Les trains express régionaux ont bénéficié de la régionalisation évoquée plus haut. Ils offrent donc un haut niveau de service, et fonctionnent avec un parc rénové ou neuf (plus d’autres commandes à venir). Ils souffrent cependant comme tous les trains de la mauvaise qualité du réseau. Les dessertes, arrêts, mobiliers des points d’arrets, tarifs, tout est fixé ici par les Régions. Les offres varient donc d’une région a l’autre, créant des écart parfois importants. Ces trains souffraient d’une mauvaise image, qui est en passe d’être effacée par les efforts que les Régions ont fait. En 2014, tout comme pour les INTERCITES, chaque régions devrait pouvoir choisir un autre opérateur que la SNCF…Ce qui ne veut pas dire que les clients choisiront leur transporteur. Comme pour les Intercités la région choisit et les agents, le matériel et les voies sont les mêmes, donc en gros l’étiquette uniquement changera.
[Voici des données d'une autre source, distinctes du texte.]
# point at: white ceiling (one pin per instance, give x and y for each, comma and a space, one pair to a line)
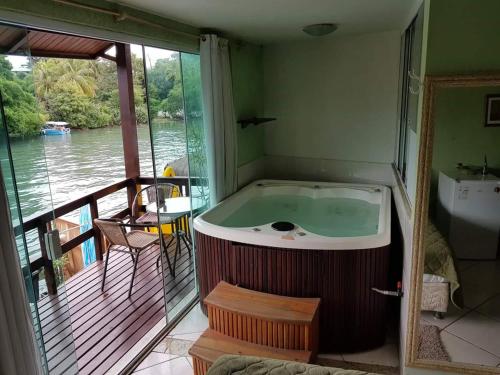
268, 21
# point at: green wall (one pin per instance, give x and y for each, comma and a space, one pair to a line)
246, 66
463, 36
459, 131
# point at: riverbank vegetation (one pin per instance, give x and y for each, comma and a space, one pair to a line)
84, 93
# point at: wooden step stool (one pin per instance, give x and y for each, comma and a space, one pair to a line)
246, 322
211, 345
264, 319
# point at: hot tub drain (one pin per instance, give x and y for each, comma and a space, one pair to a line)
283, 226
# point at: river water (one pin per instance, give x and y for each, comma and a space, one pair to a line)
53, 170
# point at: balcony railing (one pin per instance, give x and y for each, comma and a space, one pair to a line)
43, 222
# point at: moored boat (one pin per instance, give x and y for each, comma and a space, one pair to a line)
56, 128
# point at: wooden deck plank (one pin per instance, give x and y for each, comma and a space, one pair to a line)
104, 326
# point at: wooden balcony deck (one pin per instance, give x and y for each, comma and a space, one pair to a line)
103, 326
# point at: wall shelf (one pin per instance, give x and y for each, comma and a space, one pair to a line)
255, 121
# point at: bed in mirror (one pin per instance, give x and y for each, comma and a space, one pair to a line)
455, 301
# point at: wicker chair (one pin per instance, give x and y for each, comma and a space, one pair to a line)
120, 240
165, 190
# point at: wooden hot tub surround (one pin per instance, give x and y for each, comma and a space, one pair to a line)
352, 316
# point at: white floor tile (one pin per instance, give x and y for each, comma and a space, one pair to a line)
155, 358
475, 295
480, 330
485, 274
188, 336
195, 321
464, 352
177, 366
491, 308
452, 315
387, 355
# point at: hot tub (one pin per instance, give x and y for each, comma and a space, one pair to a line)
337, 249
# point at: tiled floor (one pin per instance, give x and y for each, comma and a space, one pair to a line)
472, 335
171, 355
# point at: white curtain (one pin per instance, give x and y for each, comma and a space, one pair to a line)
218, 116
18, 349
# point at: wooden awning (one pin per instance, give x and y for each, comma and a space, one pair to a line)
15, 41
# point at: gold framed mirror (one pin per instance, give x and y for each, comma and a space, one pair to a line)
434, 87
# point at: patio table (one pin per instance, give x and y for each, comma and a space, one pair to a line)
174, 211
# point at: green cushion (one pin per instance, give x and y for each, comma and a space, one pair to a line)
245, 365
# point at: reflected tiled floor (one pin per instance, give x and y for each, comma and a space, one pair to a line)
171, 355
472, 335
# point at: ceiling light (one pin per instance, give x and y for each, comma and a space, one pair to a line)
320, 29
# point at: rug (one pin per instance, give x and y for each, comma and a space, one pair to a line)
430, 346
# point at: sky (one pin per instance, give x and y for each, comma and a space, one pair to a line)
152, 55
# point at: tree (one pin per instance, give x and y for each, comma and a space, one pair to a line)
165, 87
57, 74
79, 110
22, 112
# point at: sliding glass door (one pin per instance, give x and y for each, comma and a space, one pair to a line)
164, 85
23, 165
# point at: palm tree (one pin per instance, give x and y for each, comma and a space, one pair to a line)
79, 76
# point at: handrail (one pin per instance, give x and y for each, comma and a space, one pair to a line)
42, 221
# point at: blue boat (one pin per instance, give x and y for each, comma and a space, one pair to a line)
56, 128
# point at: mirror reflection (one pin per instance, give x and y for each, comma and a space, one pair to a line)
460, 301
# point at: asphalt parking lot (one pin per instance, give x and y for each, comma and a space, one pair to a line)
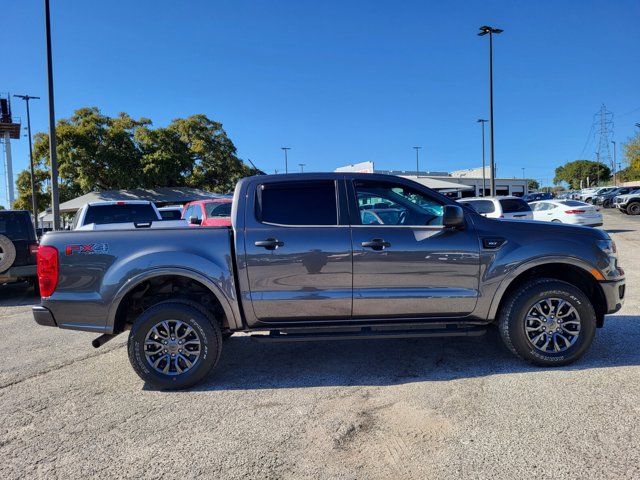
439, 408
D’ou le fait que quand on entend « vous verrez quand ce sera privé… », et bien on verra qu’a part le logo, pour les clients ce sera pareil.

 

 

Vous l’aurez donc compris, la mosaïque s’étend pour le moment, ne facilitant pas une situation déjà très dégradée. Un effort de clarification sur les rôles de chacun, une vraie politique en faveur du rail, et la vérité sur la concurrence, devraient être les premières pierres de notre « nouveau » système. Hors nous attendons toujours …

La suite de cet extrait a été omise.